Je ne sais pas ce que j’étais venu chercher

J’ai quitté Luçon, guidé par un garçon qui a une voiture et de la conversation. Il m’a emmené en balade, sans me dire où : il m’a dit que ça valait le coup. L’endroit s’appelle : la Dive. C’était une île, et ça a gardé sa physionomie d’île, même après qu’on a asséché les marais alentour. Il m’explique que la plupart des villages du coin étaient des îles, mais qu’il faut faire un effort d’imagination pour le comprendre. Ici, je le perçois d’un coup : une rangée de maisons sur un plateau qui tombe à pic (quelques mètres) sur une vaste étendue monochrome — du vert, en ce moment, mais je conçois sans effort que ç’ait été du bleu autrefois, ou du gris, ou disons : la couleur de l’eau et du ciel.
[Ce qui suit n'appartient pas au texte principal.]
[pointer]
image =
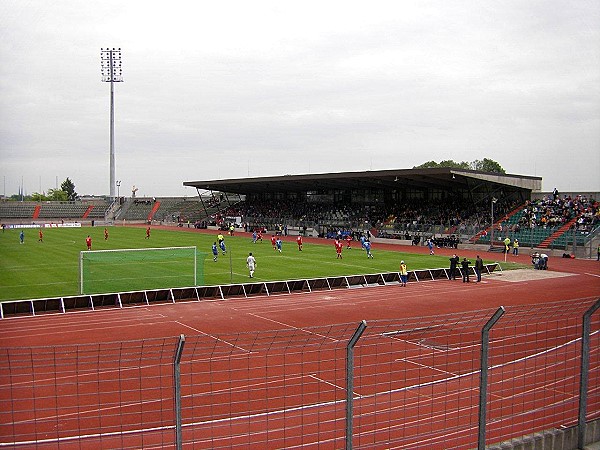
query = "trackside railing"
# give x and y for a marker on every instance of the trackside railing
(479, 379)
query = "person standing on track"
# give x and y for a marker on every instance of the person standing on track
(453, 265)
(403, 274)
(215, 251)
(368, 249)
(348, 241)
(251, 263)
(338, 248)
(478, 268)
(465, 269)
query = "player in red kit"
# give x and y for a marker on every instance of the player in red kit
(348, 240)
(338, 248)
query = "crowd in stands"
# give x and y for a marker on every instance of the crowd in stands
(554, 211)
(406, 218)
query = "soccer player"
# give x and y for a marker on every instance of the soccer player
(368, 249)
(251, 263)
(403, 274)
(430, 246)
(338, 248)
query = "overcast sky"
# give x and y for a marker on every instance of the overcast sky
(233, 89)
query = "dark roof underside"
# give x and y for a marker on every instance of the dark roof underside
(438, 178)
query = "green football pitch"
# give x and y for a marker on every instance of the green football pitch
(51, 268)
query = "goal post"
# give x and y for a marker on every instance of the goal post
(122, 270)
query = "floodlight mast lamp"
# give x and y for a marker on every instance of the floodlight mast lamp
(110, 61)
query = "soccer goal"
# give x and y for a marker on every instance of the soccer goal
(139, 269)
On continue la balade. La route longe un genre de mur moche. Je demande : « C’est quoi ? ». Il répond : « Tu verras ». Six ou sept marches pour grimper le mur, et je comprends que ce mur est une digue : derrière, c’est la mer. Le plaisir, à ce moment, je ne vous dis pas. Les vagues strient la surface de petites lignes régulières. En face c’est l’île de Ré. On pousse jusqu’à la pointe, la pointe de l’Aiguillon. Sur cette langue de sable il n’y a d’autres empreintes de pas que celles des oiseaux. D’un côté, le fleuve, de l’autre l’océan.

Au retour, il y a un moment où il dit : « Je fais parler les gens à propos de lieux qu’ils aiment — non, d’ailleurs, pas nécessairement qu’ils aiment, plutôt qu’ils choisissent, et qui leur parle, qu’ils l’aiment ou pas : une émotion négative peut être belle aussi. » Par rapport à mon projet d’ateliers d’écriture, forcément, ça me parle.

Ensuite, il dit aussi, à propos d’un village breton où il s’est rendu quelques jours plus tôt : « Je ne sais pas ce que j’étais venu chercher là-bas, mais je l’ai trouvé ». Et ça, par rapport à ce que j’écris dans Les présents, ça a du sens.